On 02-Dec-2005, Alex Hudson wrote:
On Sat, 2005-12-03 at 02:34 +1100, Ben Finney wrote:
The "respect the copy prohibition" refers to a *legal* restriction, not a technical one. That is, a device or program that "respects" such a prohibition would be obeying the law (and ignoring the user), rather than being technically restricted by the medium.
You're right, DRM restrictions are not equivalent to legal restrictions.
Not presently. The proposed laws are attempting to make them equivalent.
But, in the EU, overriding DRM is already an offence.
Yes, breaching copyright is an offense.
What these laws try to make illegal is the distribution of anything that *could be used* to breach copyright. Such as free software.
What I'm asking is how forcing software to respect DRM results in less freedom
It's the difference between not being allowed to stab someone in the neck with a knife, and not being allowed to sell knives.
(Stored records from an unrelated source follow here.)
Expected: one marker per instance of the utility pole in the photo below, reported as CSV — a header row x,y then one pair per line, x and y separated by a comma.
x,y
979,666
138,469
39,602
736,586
my software is already effectively respecting DRM by refusing to access it.
Most software *doesn't* do what you say -- and *all* of the software on a free operating system doesn't.
That's what they want to make illegal. Not the actions of breaching copyright -- those are already illegal, as you say. What is to become illegal is the distribution of tools that fail to betray the user's wishes when media tells them to.
In other words, I'm asking for an example scenario of something that would be legal under the EUCD,
Distributing or making an operating system that includes a 'cp' command that will copy files as requested by the user.
Distributing or making software that prints whatever the user asks to print.
Distributing or making software that will play an audio file as often as the user asks.
but not legal under this new law,
The new law would require all these items of software to refuse to perform their function if the bits they operate on contain some indication that the copyright holder doesn't like that action.
Software that didn't betray the user in such a way would be illegal to make or distribute.